Sebenarnya benih-benih faham al-jabar sudah muncul jauh sebelum kedua tokoh
tersebut. Benih-benih itu terlihat dalam peristiwa sejarah berikut ini.
a. Suatu ketika nabi menjumpai sahabatnya yang sedang bertengkar dalam masalah
takdir tuhan. Nabi melarang mereka untuk memperdebatkan persoalan tersebut,
agar terhindar dari kekeliruan penafsiran tentang ayat-ayat tuhan mengenai
takdir.

b. Khalifah umar bin khaththab pernah menangkap seseorang yang ketahuan


mencuri. Ketika diintrogasi, pencuri itu berkata “tuhan telah menentukan aku
mencuri”. Mendengar ucapan itu, umar marah sekali dan menganggap orang itu
telah berdusta kepada tuhan. Oleh karena itu, umar memberikan dua jenis
hukuman kepada pencuri itu, pertama, hukuman potong tangan karena mencuri.
Kedua, hukuman dera karena menggunakan dalil takdir tuhan.

Paparan di atas menjelaskan bahwa bibit faham al-jabar telah muncul sejak awal
periode islam. Namun, al-jabar sebagai suatu pola fikir atau aliran-aliran yang
dianut, dipelajari dan dikembangkan, baru terjadi pada masa pemerintahan
daulah bani umayah, yakni oleh kedua tokoh tersebut.

B. Ajaran-ajaran qodariyah dan jabariyah

1. Doktrin-doktrin qodariyah

Harun nasution menjelaskan bahwa manusia berkuasa atas perbuatan-perbuatannya.

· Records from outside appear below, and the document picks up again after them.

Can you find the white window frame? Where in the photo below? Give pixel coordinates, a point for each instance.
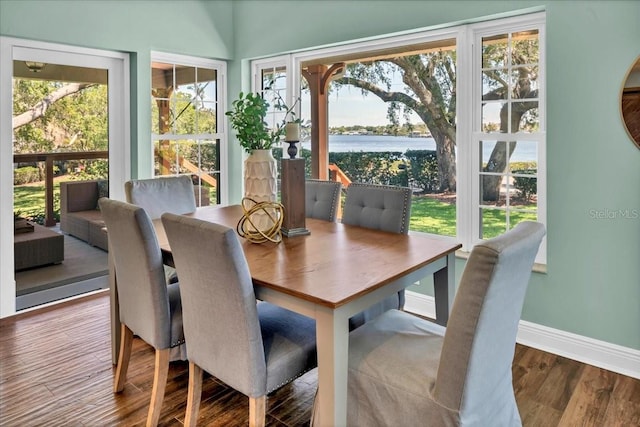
(221, 126)
(468, 76)
(470, 133)
(117, 64)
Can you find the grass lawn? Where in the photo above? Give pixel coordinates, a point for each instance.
(433, 216)
(428, 215)
(28, 200)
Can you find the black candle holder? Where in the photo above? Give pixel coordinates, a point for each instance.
(293, 149)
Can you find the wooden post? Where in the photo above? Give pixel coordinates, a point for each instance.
(318, 77)
(293, 197)
(49, 219)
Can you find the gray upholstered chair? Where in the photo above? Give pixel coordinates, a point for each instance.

Menusia sendirilah yang melakukan baik atas kehendak dan kekuasaan sendiri dan
manusia sendiri pula yang melakukan atau menjauhi perbuatan-perbuatan jahat atas
kemauan dan daya. Salah seorang pemuka qodariyah yang lain, an-nazzam,
mengemukakan bahwa manusia hidup mempunyai daya. Selagi hidup manusia
mempunyai daya, ia berkuasa atas segala perbuatannya.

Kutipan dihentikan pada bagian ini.